中文版这里
This document describes how to perform file read and write operations in R and Python. In both R and Python, read and write operations are straightforward and can be accomplished with just one line of code.
To install easySCF, you can use the following code:
# Install easySCF in R
install.packages("devtools")
devtools::install_github("xleizi/easySCF/r")
# Install easySCF in Python
!pip install easySCFpy
In R, you can use the following function for file read and write operations:
loadH5()
: Used to read H5 files.
Parameter explanation:
- FileName: String, required. Specifies the path to the HDF5 file to be loaded.
- assay: String, default is "RNA". Specifies the type of layers to access in the HDF5 file.
- SeuratVersion: Provided by default by checkSeuratVersion(). This determines the version of the Seurat object used when loading data.
- image_name: String, default is "Spatial". Used to identify the name of the image data (if any).
- useBPcells: Boolean, default is FALSE. Whether to use BPcells for data storage.

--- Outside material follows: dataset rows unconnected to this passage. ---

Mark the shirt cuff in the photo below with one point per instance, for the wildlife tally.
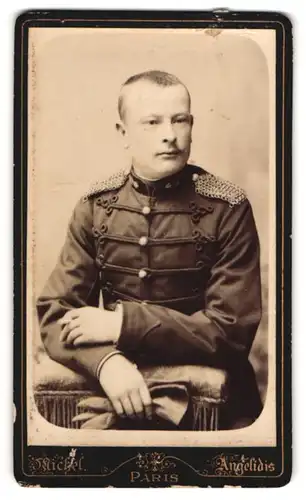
(108, 356)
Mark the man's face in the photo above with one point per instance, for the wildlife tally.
(157, 128)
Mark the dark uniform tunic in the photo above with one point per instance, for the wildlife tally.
(182, 256)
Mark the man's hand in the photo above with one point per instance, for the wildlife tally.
(90, 325)
(125, 387)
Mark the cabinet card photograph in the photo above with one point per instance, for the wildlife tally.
(152, 249)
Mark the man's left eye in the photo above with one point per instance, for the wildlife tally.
(181, 120)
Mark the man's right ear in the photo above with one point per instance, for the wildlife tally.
(120, 128)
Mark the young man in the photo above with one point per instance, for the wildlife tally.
(175, 252)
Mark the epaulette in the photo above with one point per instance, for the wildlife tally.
(214, 187)
(115, 181)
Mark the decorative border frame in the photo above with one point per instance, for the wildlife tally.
(52, 466)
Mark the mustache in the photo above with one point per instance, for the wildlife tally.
(171, 151)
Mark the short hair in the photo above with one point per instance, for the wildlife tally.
(160, 78)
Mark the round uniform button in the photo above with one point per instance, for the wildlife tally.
(142, 273)
(195, 177)
(143, 241)
(146, 210)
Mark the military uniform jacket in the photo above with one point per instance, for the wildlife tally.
(182, 256)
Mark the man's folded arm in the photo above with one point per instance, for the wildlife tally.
(223, 331)
(74, 283)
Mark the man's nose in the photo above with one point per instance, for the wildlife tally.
(168, 133)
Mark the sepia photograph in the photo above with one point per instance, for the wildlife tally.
(151, 237)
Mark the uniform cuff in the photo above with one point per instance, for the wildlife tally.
(108, 356)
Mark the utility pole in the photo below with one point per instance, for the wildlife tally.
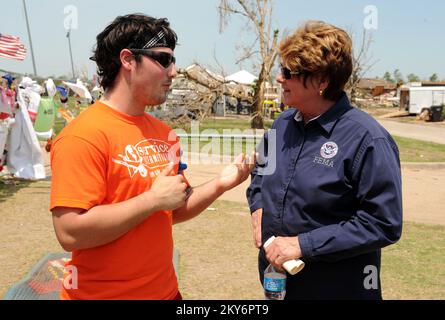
(30, 39)
(68, 35)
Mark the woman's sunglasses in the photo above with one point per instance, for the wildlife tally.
(287, 73)
(163, 58)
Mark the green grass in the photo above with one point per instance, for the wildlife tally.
(414, 268)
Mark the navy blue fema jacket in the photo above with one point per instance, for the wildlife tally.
(336, 184)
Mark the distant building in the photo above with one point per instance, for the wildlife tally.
(376, 87)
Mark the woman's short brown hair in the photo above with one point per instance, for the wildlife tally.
(320, 49)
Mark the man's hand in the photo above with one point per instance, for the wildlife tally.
(283, 249)
(168, 190)
(256, 227)
(237, 172)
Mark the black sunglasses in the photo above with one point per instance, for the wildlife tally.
(287, 73)
(163, 58)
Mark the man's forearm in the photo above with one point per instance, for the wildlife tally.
(199, 200)
(102, 224)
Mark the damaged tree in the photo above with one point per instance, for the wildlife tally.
(258, 14)
(361, 63)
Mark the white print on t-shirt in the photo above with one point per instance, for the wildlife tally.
(148, 156)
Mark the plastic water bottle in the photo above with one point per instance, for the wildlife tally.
(274, 283)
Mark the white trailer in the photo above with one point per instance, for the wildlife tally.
(416, 99)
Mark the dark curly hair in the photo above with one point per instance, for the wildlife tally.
(129, 31)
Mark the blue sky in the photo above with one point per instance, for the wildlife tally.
(409, 36)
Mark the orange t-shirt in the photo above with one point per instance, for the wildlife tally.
(104, 157)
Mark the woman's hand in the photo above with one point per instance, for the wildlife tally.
(237, 172)
(283, 249)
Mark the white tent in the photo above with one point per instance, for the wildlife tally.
(80, 89)
(242, 77)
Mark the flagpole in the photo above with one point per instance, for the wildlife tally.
(30, 39)
(68, 35)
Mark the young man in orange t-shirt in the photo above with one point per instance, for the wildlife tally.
(115, 189)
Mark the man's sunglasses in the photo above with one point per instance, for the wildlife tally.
(163, 58)
(287, 73)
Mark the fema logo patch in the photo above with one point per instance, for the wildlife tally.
(329, 150)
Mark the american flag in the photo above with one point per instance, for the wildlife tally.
(11, 47)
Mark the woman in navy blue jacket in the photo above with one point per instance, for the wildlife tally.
(327, 183)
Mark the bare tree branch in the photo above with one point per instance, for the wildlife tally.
(259, 14)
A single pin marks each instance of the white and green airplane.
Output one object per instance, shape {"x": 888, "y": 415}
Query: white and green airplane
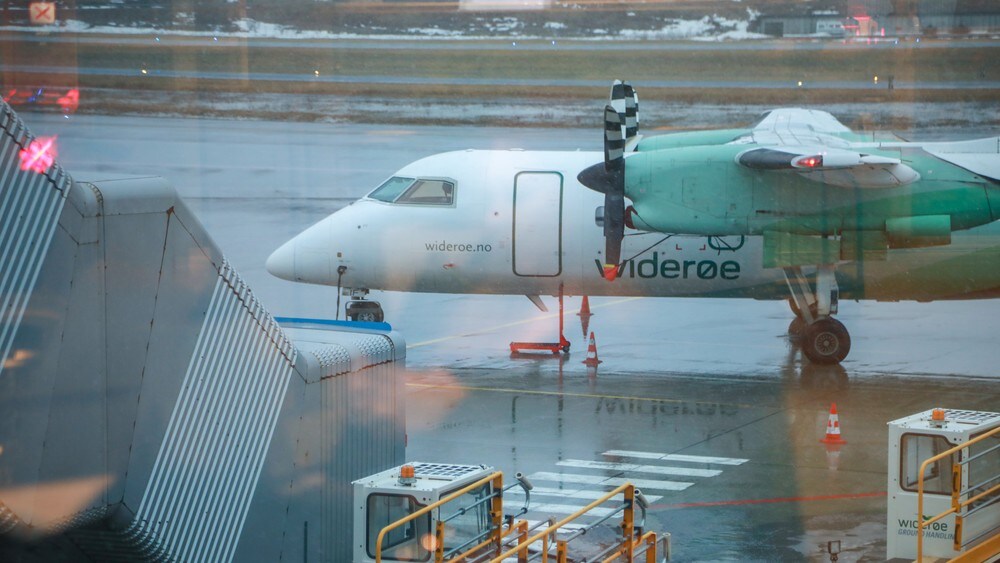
{"x": 794, "y": 207}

- useDisk: Boolean, default is TRUE. Whether to use disk storage to optimize memory usage for BPcells data.
- calData: Boolean, default is TRUE. Whether to calculate normalization after loading data.
- calScale: Boolean, default is FALSE. Whether to scale the data.
- calFeatures: Boolean, default is FALSE. Whether to calculate highly variable genes.
- group_by: Default is NULL. Used to specify grouping variables, commonly used in subsequent analysis to differentiate between different data subsets.
- readType: String, default is "Seurat". Specifies the method or format of data reading, usually corresponding to the analysis software.
Here is a simple example demonstrating how to use these functions:
library(easySCFr)
sce <- loadH5("data.h5")
In R, you can use the following function for file read and write operations:
saveH5()
: Used to save Seurat objects to an H5 file.
Parameter explanation:
- data: Required. The Seurat object to be saved.
- FileName: String, required. Specifies the path and name of the file to save.
- assay: String, default is "RNA". Specifies the type of layers data contained in the file.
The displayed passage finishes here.